Mastering Redis: When to Use Strings, Lists, Sets, Hashes, and Zsets

This article explains Redis' core data types—strings, lists, sets, hashes, sorted sets, and more—detailing their characteristics, common commands, practical use‑cases such as caching, counters, distributed locks, and ranking, and provides best‑practice tips for key design and performance.

21CTO
21CTO
21CTO
Mastering Redis: When to Use Strings, Lists, Sets, Hashes, and Zsets

Redis is an open‑source in‑memory data structure store that can be used as a database, cache, and message broker.

It supports multiple data structures, built‑in replication, Lua scripting, LRU eviction, transactions, and various persistence levels. High availability is provided via Sentinel and Cluster automatic sharding.

Basic Data Types

String

Hash

List

Set

Sorted Set

Bitmap

HyperLogLog

Geospatial

String Details

1. Expiration time of a string is cleared when the value is reset.
127.0.0.1:6379> set hello 3
OK
127.0.0.1:6379> get hello
"3"
127.0.0.1:6379> ttl hello
(integer) -1
127.0.0.1:6379> expire hello 3000
(integer) 1
127.0.0.1:6379> set hello 4
OK
127.0.0.1:6379> ttl hello
(integer) -1
2. Setting a string value can overwrite keys of other types.
127.0.0.1:6379> sadd settest 1,2
(integer) 1
127.0.0.1:6379> type settest
set
127.0.0.1:6379> set settest hello
OK
127.0.0.1:6379> type settest
string
127.0.0.1:6379> sadd settest a,b
(error) WRONGTYPE Operation against a key holding the wrong kind of value

Application Scenarios

String

Cache data (e.g., activity titles, product info, configuration)

Simple counters (e.g., total participants of an event)

Timed expiration (e.g., daily sign‑in flag)

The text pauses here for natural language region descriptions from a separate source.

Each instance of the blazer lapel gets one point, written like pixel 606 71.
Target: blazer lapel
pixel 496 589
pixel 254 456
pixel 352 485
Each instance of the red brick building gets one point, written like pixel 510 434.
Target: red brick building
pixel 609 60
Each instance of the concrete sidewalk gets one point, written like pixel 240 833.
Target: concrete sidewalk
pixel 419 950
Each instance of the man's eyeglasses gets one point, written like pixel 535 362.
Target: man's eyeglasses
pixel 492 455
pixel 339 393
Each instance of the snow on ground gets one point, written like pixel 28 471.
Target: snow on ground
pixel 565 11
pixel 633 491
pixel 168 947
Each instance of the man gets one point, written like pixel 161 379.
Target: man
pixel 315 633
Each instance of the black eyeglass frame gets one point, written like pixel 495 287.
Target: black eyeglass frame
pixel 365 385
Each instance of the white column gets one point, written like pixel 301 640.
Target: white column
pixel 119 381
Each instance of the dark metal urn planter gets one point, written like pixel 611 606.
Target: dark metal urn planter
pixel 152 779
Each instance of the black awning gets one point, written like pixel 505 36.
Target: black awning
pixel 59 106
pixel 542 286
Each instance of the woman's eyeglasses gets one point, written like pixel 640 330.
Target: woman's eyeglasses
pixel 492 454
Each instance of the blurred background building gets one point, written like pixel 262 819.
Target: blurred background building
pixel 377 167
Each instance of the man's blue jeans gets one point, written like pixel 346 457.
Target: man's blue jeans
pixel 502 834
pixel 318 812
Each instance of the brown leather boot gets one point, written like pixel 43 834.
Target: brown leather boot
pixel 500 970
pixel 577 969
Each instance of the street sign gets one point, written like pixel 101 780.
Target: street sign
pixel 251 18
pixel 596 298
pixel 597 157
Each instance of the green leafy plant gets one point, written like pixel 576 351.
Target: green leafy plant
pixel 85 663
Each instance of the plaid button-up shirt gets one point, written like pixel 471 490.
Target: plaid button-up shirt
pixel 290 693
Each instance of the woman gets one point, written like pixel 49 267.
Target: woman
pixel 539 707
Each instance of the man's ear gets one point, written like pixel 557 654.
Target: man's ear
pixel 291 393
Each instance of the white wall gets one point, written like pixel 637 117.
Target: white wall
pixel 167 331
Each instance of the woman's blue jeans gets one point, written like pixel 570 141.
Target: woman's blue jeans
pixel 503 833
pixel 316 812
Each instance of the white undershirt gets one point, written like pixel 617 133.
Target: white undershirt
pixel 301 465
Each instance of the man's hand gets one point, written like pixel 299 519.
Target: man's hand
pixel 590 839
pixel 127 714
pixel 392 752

Distributed lock (e.g., SET lockkey 1 NX)

List

Queueing users (push/pop)

Ordered messages (push/pop)

Producer‑consumer model (push/pop, BRPOP/BLPOP for blocking reads)

Set

Deduplication lists

User tags, merchant tags

Set operations: intersection (common tasks), union (any task), difference (remaining tasks), random element (random gift)

Hash

Store multiple attributes of a single resource (e.g., user’s different gift counts)

Directly increment fields (e.g., HINCRBY giftA)

Sorted Set (Zset)

Leaderboards (user consumption, likes)

Key format: active:spring:star:rank → member=UserID, score=likes

Query top N, score range, or specific user score

Composite scoring using integer part for primary score and fractional part for secondary ranking

Best Practices

Assign reasonable TTL to every key.

String expiration is overwritten when the value is reset.

String SET can overwrite keys of other types; use appropriate data structures.

Plan key naming and quantity carefully; separate business domains (e.g., business Redis vs. activity Redis).

Leverage pipelines, Lua scripts, and transactions for performance.

Avoid using KEYS * on production clusters with many keys.

Do not store large volumes of data in a list and then search it.
Use a set to track user participation instead of creating a separate key per user.